UNC officials appear headed toward creating an outside panel to look into the academic fraud case that has now drawn significant national attention.
Former Gov. Jim Martin has apparently been asked to serve on the panel. When asked this morning, he didn't deny it. His response: "You are on your toes."
He said he expected an announcement about the panel later today.
The academic fraud involves at least 54 classes in which there was little or no instruction, and dozens of independent studies that showed little accountability. All were courses within the Department of African and Afro-American Studies, but university officials say the only two culpable people in the case are the former chairman, Julius Nyang'oro, who was forced to retire in July, and a former department manager, Deborah Crowder, who had retired in 2009.
The university's internal probe covered the period of 2007 to 2011, but new evidence suggests the fraud may have gone back to the late 1990s. A 2001 test transcript we found on UNC-CH's website and published in Saturday's paper -- because it shared many similarities with the no-show classes and independent studies -- appears to be that of former UNC football and basketball player Julius Peppers.
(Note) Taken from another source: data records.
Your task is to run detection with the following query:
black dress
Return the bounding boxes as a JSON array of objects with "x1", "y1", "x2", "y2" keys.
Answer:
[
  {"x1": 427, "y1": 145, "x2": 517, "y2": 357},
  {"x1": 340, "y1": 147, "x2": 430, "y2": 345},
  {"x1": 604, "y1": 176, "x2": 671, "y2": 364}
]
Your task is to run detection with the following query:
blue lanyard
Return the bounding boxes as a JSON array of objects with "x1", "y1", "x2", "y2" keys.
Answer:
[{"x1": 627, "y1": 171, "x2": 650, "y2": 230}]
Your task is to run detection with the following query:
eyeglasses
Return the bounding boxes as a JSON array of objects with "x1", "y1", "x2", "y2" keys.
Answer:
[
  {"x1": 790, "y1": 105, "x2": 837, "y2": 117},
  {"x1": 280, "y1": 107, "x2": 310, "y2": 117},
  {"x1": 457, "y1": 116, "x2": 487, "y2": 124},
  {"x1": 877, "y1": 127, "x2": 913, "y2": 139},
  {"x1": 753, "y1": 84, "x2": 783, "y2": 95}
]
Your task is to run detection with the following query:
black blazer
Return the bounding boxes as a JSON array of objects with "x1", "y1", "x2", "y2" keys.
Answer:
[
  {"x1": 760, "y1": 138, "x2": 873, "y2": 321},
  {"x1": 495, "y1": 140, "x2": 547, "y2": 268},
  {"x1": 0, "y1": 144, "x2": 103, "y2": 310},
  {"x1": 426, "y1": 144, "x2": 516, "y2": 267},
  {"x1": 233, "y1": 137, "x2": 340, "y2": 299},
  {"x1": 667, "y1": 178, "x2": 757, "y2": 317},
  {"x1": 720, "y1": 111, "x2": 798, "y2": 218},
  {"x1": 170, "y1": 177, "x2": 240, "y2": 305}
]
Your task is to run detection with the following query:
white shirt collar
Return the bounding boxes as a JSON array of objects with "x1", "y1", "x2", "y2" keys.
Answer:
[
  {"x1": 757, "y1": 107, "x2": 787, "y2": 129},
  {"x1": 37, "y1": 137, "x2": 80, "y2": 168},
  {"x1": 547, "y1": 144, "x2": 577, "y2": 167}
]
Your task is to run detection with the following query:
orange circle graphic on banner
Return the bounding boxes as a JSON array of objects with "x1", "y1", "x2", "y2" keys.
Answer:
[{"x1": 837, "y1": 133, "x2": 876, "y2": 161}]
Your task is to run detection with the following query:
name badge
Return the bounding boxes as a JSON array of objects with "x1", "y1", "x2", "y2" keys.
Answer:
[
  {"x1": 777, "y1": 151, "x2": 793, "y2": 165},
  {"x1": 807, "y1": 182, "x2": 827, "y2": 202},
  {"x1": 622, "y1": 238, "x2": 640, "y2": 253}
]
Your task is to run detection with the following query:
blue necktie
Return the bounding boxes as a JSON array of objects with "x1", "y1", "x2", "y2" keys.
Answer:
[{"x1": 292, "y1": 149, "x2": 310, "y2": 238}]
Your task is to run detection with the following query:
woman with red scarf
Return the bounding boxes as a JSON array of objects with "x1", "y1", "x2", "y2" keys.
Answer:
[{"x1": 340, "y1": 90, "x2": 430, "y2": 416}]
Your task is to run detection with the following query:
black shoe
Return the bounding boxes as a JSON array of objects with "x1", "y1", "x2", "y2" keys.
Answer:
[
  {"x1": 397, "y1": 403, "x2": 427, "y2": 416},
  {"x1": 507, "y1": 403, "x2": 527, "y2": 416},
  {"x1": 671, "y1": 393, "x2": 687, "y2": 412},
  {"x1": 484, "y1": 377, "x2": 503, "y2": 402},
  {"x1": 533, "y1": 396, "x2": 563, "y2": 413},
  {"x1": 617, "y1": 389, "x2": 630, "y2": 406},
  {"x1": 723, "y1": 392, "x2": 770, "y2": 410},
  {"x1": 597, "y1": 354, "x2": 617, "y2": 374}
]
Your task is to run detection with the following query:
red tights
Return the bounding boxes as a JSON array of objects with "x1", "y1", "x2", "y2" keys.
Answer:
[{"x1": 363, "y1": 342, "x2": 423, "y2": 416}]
Rival N.C. State University fans dissected the web address for that test transcript to find a link to what appears to be the real one. UNC-CH officials have only said the transcript appears to be real, but they can't discuss it because of a federal privacy law for education records.
A former chemistry professor at Davidson College, Martin was governor for two terms from 1985 to 1993. He also served a term on the UNC Board of Governors.
The university has been under pressure from faculty and others to set up an outside independent investigation of the scandal. It is unclear exactly what duties this planned panel will have.
UNC-CH officials could not be reached.